How it works: SELinux maintains a global kernel structure called selinux_state that contains the enforcement flag. The rootkit resolves this non-exported symbol via kallsyms at module load time, then directly writes enforcing = 0 when triggered. This bypasses the normal setenforce() interface entirely.
The clever part is the dual-layer approach:
* Hooks netlink_unicast to drop audit messages for hidden PIDs
* Attempts to modify selinux_state->enforcing directly in kernel memory
On kernels built with CONFIG_SECURITY_SELINUX_DEVELOP=y, SELinux enforcement may stop at the kernel decision level, while userspace tools continue to report enforcing mode and /var/log/audit/audit.log shows nothing.
- Advanced Network Hiding
Previous versions only hide TCP connections from /proc/net/tcp* by hooking tcp_seq_show, which blocked netstat. But modern tools like ss and conntrack bypass /proc entirely - they query the kernel directly via netlink.
The new version filters at the netlink layer:
* SOCK_DIAG filtering: ss uses NETLINK_SOCK_DIAG protocol to get socket info directly from the kernel.

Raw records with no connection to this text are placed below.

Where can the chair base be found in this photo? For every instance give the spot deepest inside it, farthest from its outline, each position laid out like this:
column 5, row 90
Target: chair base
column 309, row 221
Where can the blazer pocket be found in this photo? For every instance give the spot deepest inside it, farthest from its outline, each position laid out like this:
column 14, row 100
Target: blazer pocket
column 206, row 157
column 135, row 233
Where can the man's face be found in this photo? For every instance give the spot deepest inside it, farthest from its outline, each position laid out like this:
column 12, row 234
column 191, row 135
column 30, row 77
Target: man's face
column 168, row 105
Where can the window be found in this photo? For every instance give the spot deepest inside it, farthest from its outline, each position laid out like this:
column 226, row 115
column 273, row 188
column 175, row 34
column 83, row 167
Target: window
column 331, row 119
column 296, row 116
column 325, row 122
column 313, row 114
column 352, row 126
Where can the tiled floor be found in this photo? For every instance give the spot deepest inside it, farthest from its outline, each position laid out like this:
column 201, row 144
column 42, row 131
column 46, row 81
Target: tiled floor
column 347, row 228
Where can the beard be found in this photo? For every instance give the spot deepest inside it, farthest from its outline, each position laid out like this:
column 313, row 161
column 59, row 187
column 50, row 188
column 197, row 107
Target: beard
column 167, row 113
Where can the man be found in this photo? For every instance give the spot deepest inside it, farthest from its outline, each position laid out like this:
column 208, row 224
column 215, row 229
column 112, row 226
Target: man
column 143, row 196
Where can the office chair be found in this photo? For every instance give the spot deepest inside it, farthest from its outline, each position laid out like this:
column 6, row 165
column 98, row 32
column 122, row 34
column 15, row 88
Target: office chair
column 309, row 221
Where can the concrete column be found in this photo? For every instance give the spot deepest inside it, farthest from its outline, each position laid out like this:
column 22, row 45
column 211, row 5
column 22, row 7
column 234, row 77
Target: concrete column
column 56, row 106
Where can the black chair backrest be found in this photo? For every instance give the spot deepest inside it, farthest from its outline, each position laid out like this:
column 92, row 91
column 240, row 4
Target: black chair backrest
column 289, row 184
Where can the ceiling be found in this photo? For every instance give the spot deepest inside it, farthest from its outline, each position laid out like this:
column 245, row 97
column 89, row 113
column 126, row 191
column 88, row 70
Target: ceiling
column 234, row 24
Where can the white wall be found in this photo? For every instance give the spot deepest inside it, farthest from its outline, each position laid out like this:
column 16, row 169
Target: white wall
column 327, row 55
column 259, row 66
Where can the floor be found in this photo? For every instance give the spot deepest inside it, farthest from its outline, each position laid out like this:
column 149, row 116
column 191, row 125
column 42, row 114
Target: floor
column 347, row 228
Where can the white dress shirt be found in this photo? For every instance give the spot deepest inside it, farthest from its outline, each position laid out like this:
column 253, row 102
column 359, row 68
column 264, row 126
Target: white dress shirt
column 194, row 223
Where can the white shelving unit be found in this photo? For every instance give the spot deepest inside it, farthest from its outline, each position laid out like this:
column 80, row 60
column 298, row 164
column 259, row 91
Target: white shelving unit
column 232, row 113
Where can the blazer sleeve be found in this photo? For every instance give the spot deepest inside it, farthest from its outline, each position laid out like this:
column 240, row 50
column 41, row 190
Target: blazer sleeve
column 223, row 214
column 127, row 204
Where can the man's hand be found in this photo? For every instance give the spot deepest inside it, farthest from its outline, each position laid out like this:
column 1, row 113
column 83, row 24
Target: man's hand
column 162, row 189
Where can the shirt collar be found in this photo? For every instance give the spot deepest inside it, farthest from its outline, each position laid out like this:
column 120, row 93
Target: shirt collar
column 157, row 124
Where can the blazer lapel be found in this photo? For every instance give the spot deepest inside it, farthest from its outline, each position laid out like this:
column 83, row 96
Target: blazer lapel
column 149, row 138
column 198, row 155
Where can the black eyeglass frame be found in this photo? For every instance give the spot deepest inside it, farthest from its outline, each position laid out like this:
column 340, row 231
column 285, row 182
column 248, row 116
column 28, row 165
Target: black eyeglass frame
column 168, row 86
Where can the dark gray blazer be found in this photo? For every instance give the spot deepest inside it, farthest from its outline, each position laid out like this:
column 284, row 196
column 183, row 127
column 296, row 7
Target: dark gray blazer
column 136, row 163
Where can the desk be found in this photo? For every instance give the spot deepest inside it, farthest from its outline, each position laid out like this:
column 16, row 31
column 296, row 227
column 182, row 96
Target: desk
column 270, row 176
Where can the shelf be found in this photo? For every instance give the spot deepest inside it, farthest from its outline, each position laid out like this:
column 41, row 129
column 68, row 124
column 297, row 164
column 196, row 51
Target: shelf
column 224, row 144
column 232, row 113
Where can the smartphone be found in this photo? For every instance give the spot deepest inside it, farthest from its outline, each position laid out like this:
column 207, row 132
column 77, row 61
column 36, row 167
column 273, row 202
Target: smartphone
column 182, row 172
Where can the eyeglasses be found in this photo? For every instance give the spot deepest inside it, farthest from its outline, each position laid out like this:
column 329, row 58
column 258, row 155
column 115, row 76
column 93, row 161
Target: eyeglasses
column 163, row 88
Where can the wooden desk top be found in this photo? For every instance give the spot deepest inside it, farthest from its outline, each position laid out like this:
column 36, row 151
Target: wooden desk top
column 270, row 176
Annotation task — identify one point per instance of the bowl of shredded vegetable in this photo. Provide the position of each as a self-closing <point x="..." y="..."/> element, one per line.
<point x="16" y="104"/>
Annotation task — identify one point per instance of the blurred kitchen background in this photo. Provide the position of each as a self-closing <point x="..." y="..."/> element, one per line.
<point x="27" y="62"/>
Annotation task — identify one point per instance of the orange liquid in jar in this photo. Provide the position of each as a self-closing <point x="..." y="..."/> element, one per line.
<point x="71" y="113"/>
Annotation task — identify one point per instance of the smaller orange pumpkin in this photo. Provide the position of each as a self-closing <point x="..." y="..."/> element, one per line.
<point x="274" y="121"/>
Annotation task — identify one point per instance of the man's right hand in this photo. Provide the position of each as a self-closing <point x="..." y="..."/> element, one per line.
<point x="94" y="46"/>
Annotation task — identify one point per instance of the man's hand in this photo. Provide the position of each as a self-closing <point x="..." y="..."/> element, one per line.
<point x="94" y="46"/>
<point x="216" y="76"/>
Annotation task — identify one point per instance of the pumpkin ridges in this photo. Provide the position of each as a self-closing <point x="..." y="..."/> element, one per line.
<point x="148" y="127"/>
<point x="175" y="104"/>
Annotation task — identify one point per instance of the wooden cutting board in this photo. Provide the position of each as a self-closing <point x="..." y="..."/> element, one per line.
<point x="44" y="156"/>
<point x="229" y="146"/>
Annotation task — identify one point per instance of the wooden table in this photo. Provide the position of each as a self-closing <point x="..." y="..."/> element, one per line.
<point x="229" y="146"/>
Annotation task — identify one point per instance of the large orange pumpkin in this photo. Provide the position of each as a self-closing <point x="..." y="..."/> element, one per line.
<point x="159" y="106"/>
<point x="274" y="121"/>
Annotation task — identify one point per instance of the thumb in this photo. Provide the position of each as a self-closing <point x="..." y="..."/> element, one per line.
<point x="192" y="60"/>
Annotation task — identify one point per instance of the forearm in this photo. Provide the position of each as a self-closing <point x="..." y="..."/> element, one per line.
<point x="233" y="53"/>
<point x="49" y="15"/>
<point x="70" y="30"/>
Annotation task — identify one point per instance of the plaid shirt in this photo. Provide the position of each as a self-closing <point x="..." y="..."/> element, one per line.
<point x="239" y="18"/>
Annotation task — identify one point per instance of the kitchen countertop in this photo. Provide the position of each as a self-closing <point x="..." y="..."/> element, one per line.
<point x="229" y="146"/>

Singularity hooks recvmsg to intercept and filter these netlink responses before userspace sees them. Commands like ss -tapen or lsof -i return empty for hidden connections.
* Conntrack filtering: Connection tracking (nf_conntrack) maintains state for all network flows. Reading /proc/net/nf_conntrack or running conntrack -L would expose hidden connections. The rootkit now filters both the proc interface and NETLINK_NETFILTER messages with conntrack types. * UDP hiding: Added hooks for udp4_seq_show and udp6_seq_show - previous versions only hide TCP.
- Other improvements:
* Optimized log filtering (switched from multiple strstr() calls to switch-case with strncmp()) * Audit statistics tracking (get_blocked_audit_count(), get_total_audit_count()) * Automated setup script
> The rootkit now disables SELinux enforcing mode on-demand when the ICMP reverse shell is triggered, leaving zero audit logs.
Is this independent of the Linux Security Modules policy, e.g. RHEL default policy for SE Linux?